Trademark Appeal Case
複合商標の称呼類似性
本データベースは、特許庁の審決例をAIで解析・要約したものです。拒絶理由通知に対する意見書作成や、審判請求書等の作成時の参考としてお役立てください。
基本情報
| 審判番号 | 異議2001−90224(T2001−90224/J7) |
|---|---|
| 審判種別 | 異議 |
| 結論 | 敗訴(請求棄却) |
理由テキスト
1 本件商標
本件登録第4442545号商標(以下、「本件商標」という。)は、平成12年1月28日に登録出願され、「BEAUTIFUL SCIENCE」(「標準文字」による)の文字を横書きしてなり、第3類「スキンローション,乳液,ヘアリンス,ヘアクリーム,その他の化粧品,せっけん類,香料類」を指定商品として、同12年12月22日に設定登録されたものである。
2 登録異議の申立ての理由
本件商標は、昭和56年9月22日に登録出願され、「サイエンス」と「SCIENCE」の文字を二段に横書きしてなり、第4類「化粧品、その他本類に属する商品」を指定商品として、平成元年2月21日に設定登録されている登録第2110684号商標(以下、「引用商標」という。)と類似するものであり、かつ、両者の指定商品は抵触するものであるから、商標法第4条第1項第11号に該当する。
したがって、本件商標の登録は取り消されるべきである。
3 当審の判断
本件商標は、前記したとおりの構成よりなるところ、構成各文字は標準文字で表示され、外観上まとまりよく一体的に構成されており、観念上も特に軽重の差を見出すことはできないものである。また、これより生ずると認められる「ビューティフルサイエンス」の称呼も、よどみなく、一連に称呼し得るものである。
申立人は、「構成中の『BEAUTIFUL』の文字は、その商品が顔を美しくみせる効果を有するものであること、あるいは、そのパッケージの美しさを表現しているものと把握されるに止まり、自他商品識別力を有しない。」旨主張している。
しかしながら、本件商標の構成は前記したとおりであり、例え構成中の「BEAUTIFUL」の文字が前記の意味合いを認識させるとしても、かかる構成においては、商品の品質を具体的に表示するものとして直ちに理解し得るものともいい難いところであって、むしろ、「BEAUTIFUL SCIENCE」全体で、特定の観念を生じ得ない一連の造語として認識されるものというのが相当である。
してみれば、本件商標より生ずる称呼は、「ビューティフルサイエンス」のみであるというべきであるから、「サイエンス」の称呼を生ずること明らかな引用商標とは、その音構成に明確な差違を有するものであり、両商標は、称呼上区別し得るものである。

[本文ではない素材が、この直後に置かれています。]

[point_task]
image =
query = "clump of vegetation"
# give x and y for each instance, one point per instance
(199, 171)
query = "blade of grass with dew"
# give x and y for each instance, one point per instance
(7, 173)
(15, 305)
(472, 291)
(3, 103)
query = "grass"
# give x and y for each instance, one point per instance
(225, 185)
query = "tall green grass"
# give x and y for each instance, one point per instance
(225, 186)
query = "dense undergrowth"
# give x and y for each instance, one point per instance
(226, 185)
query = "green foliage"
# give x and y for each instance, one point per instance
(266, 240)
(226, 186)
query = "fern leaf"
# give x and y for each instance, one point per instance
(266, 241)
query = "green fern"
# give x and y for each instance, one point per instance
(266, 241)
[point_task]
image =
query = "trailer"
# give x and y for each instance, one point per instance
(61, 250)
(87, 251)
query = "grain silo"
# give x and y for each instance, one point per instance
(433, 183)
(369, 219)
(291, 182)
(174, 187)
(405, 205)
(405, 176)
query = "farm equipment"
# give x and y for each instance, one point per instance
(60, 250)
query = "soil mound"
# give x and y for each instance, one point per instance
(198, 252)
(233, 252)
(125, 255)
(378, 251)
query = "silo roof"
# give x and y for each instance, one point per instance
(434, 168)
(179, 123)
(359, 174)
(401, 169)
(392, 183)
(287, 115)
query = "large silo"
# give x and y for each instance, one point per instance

さらに、本件商標から特定の観念を生じ得ないこと前記のとおりであるから、両商標は、観念上比較し得ないものであり、また、それぞれの構成よりみて、外観上も区別し得るものである。
してみれば、本件商標と引用商標とは、外観、称呼及び観念のいずれからみても、何ら相紛れるおそれのない、非類似の商標である。
したがって、本件商標は、商標法第4条第1項第11号に違反して登録されたものではないから、商標法第43条の3第4項の規定により、その商標登録を維持する。
よって、結論のとおり決定する。